Dr Gibbons says: “We certainly benefited from the Government’s Targeted Training and Apprenticeship Fund (TTAF), which lifted enrolments in the second half of 2020. However, our ability to collaborate with industry and community is also a big factor in our institutional health.”
Benefits beyond economic
“Although this report looks at economic results, Otago Polytechnic – or more pertinently, its people – provide other precious benefits, or tikanga.
“These include culture and knowledge transfer, human and social capital enhancement, community support, and well-being and happiness.
“There is value in education beyond fiscal bounds,” says Dr Gibbons.
“Education changes people’s lives and the trajectory for them, their whanau, and communities. There is growth in learning new things and reaching new goals, contributing to society and helping others to achieve this.
“These benefits are more difficult to measure but contribute both directly and indirectly to economic, social, cultural, spiritual and environmental wellbeing.”
Focusing on the future
Otago Polytechnic’s ongoing transformation as a subsidiary of Te Pūkenga-New Zealand Institute of Skills and Technology offers many reasons to be excited, Dr Gibbons says.

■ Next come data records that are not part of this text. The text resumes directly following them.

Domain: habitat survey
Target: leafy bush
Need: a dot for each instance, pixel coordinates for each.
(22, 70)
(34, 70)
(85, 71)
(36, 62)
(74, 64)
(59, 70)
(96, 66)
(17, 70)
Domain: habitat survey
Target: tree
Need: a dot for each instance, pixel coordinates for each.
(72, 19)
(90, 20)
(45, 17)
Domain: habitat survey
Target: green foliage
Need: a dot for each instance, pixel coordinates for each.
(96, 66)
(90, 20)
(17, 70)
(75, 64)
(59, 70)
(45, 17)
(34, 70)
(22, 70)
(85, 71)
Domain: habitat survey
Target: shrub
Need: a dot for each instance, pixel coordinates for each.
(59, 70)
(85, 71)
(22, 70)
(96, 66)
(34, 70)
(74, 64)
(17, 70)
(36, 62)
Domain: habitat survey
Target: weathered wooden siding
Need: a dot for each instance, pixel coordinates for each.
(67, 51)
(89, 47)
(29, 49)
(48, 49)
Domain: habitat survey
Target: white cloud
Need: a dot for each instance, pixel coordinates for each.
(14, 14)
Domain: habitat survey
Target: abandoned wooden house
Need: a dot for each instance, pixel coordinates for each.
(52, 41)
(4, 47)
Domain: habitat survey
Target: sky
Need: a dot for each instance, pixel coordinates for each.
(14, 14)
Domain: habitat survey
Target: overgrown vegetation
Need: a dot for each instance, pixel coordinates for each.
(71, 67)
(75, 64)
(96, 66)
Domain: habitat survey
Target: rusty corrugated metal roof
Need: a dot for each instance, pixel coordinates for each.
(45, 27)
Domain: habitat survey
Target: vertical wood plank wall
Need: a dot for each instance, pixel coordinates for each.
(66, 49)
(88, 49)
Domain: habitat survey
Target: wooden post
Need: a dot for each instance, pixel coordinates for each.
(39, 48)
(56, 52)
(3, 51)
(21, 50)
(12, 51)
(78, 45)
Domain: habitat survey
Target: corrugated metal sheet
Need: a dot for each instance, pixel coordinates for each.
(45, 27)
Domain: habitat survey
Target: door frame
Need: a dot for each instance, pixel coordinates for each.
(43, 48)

“As a subsidiary of Te Pūkenga, we are involved in a highly collaborative process, working together to make improvements for the betterment of all learners.
“It’s imperative to keep in mind that our learners are – and always will be – at the centre of what we do.
“The charter for Te Pukenga is clear that while there are benefits in a networked approach, we also need to be responsive in the regions – and this is something Otago Polytechnic has proven time and again.
“There is a huge amount of experience and expertise among Otago Polytechnic’s staff, all of whom are contributing to the transition to a networked system.
“This ranges from secondments of Otago Polytechnic staff to Te Pūkenga positions, at a range of levels, to collaborating with other subsidiaries on a range of programmes.
“And we continue to work with industry, both locally and further afield, to develop future-proofed programmes.
“We see our role at Otago Polytechnic as two-fold in the coming years: as we contribute to vocational education in New Zealand, we also acknowledge we have a part to play in the economic recovery,” Dr Gibbons says.
Trades Training Centre
Otago Polytechnic’s $31.7 million Trades Training Centre is a recent example.
Employing around 200 tradespeople as well as construction managers and consultants, the Dunedin campus project is significant to both the local and national construction industry, in the context of the economic impacts of the Covid-19 pandemic.
The project was submitted by Otago Polytechnic early last year in response to the Government’s call to develop “shovel-ready” projects, aimed at stimulating and supporting economic activity in the city and region.
Construction on the three-story centre was started by Naylor Live in January 2021, and is expected to be completed in late-2022.